On the search and investigation side, several aspects of the platform received updates. A new search field lets teams query specifically for messages caught by Email Bomb Protection, making it easier to scope the full extent of a mail-bomb attack. We also improved load time and scannability on Issues pages, so key content like sender reputation loads almost instantly and repetitive actions are summarized (e.g. “removed 7 messages” vs. listing every individual event).

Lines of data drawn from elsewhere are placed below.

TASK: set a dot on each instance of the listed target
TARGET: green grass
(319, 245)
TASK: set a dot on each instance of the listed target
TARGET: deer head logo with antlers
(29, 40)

Another aspect of Material’s detection engine is its deep ability to understand context. This is especially vital when it comes to cleaning up attacks on the calendar, a resource employees need to rely on to organize their workdays. When Material automatically removes a malicious calendar event during phishing cleanup, it checks the event's authoritative organizer first. Events created by the mailbox owner, their aliases, or trusted internal users are skipped. The fix is resilient to spoofed invite details, so automated remediation no longer risks deleting a real meeting by mistake.
Security Effectiveness Is in the Details
A solid detection engine is more than the sum of its parts, it can be measured in the way it ties together those individual signals. Material is continuing to build effective capabilities, detections, and automated remediations that build on each other, driving more effective security with less toil.